Philip Ainebyona, a resident of Namungoona – a Kampala north suburb, operates a grocery shop.
Ainebyona’s operating capital is about Shs2.5 million which is just about $657. This is the typical size of many Small and Medium Enterprises (SMEs) in Uganda.
Starting this business, three years ago, Ainebyona sold his cow and goats which he supplemented with a small loan from a micro-finance institution. He is required to service this loan with a monthly installment of about Shs80,000.
In his interaction with Prosper Magazine, the father of three-boys, said: “With my little savings from the shop, I enrolled my children in a boarding school to concentrate on their studies.”
Just a month after enrolling his children into a boarding school, effects of the Covid-19 hit the region and the country.
Schools were closed, later there was a lockdown and the economy started crumbling. Sales in Ainebyona’s shop were not spared as they also dived.
“Although government allowed grocery shops to remain open, there still many restrictions. Customers don’t have money to buy stuff because they are no longer working. My rent both at home and the shop are accumulating,” Worried Ainebyona narrates.
With another two-week extension of the lockdown, Ainebyona is not sure whether life will ever be the same again for his business that had picked up. This is because almost all his operating capital has been diverted into managing the family.
So many questions linger, not only with Ainebyona but also other small and medium enterprises in his category who are worried about their cash flow.
Currently, priority is more on survival of the family and the business can be salvaged after the situation normalises.
But for many SMEs still in business, sales are generally low as purchasing power has equally collapsed. But how can SMEs keep up with the situation and manage cash flows;
Mr Nathan Were – Access to Finance specialist at the Boulder Institute of Micro-finance says: “Some SMEs employ people, and with a decline in business activity, the incomes they generate cannot sustain employee salaries and benefits. Most SMEs will need to review how much they pay staff.”

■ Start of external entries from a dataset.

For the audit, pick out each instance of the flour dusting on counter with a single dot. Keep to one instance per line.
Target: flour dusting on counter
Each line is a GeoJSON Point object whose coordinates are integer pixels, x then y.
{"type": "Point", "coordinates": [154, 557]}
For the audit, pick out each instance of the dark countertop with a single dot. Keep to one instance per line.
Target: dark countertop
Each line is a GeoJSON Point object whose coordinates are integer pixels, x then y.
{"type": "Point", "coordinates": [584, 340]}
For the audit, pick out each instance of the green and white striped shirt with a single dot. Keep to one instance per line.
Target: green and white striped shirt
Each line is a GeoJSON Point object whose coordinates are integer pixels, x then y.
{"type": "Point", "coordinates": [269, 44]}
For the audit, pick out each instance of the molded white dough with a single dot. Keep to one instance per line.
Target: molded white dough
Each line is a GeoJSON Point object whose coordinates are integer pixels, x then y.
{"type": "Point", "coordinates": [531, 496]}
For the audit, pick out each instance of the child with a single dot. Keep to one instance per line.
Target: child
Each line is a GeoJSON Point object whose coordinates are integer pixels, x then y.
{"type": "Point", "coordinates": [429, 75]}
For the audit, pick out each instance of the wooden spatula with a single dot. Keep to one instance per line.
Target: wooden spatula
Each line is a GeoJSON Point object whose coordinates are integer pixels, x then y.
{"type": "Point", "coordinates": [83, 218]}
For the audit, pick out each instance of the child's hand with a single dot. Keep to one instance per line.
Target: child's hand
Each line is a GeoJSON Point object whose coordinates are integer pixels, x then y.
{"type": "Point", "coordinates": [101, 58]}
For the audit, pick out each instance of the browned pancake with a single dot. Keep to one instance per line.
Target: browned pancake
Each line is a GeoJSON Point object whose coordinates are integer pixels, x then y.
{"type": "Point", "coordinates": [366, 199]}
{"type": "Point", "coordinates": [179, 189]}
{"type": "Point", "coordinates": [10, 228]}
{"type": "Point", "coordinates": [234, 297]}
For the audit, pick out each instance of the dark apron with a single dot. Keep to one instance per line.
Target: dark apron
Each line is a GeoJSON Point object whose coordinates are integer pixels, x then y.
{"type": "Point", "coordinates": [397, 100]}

He says depending on the cash flow, they can consider percentage pay for staff as these too need to continue supporting their families.
“Some of the staff benefits will have to be temporarily withdrawn until a time when the business normalises for the businesses to survive,” Were said.
Because most SMEs operate on loans, Mr Were says renegotiating loan repayments with their financial institutions should be done immediately.
“A major cash outflow channel is loan repayments. SMEs will need to take advantage of the different relief schemes extended by lenders to renegotiate loan installments in a way that allows them time to re-pay these loans in the future,” He added.
Experts’ further advice that with most businesses closed, SMEs need to engage landlords and discuss rent repayment plans after the business environment normalises.
“Rent is a major cash out-flow, and many will not be able to afford payments under the current circumstances,” Were shares.
For SMEs with ability to continue working from home, this is the time to make use of the work from home strategy.
“This could reduce the need for office spaces and size and subsequently reduce rent in the future,” Mr Were advised.
SMEs can maintain spaces that are needed by critical staff and keeps everyone else working from home and in the process take up small spaces reducing the cost of rent.
Taking advantage of social media and delivery options to continue making sales is another option SMEs should consider to stay afloat.
Were says: “This can help bring in some cash to keep the business running until the situation normalises.”
Mr Newton Buteraba, the chief executive officer-House of Wealth, says companies should have an emergency fund.
“Companies or businesses should have it as a policy to keep a part of the money they make for the rainy day,” he shares.
Companies can still be in business but aiming at not eroding their reserves to help them save.
Managing credit is the other way SMEs can hold onto cash to pay salaries, rent and other expenses.
So, where should the SMEs keep their money in case the crisis happens?
Since no one is sure about tomorrow, we must all save for the rainy day.
“They money you have on the side should be divided into two; for the rainy day and saving for investments. If you struggle in the middle at least you can have cash somewhere else,” Buteraba added.
Grow the business to expand into branches. This will help you survive during the tough times.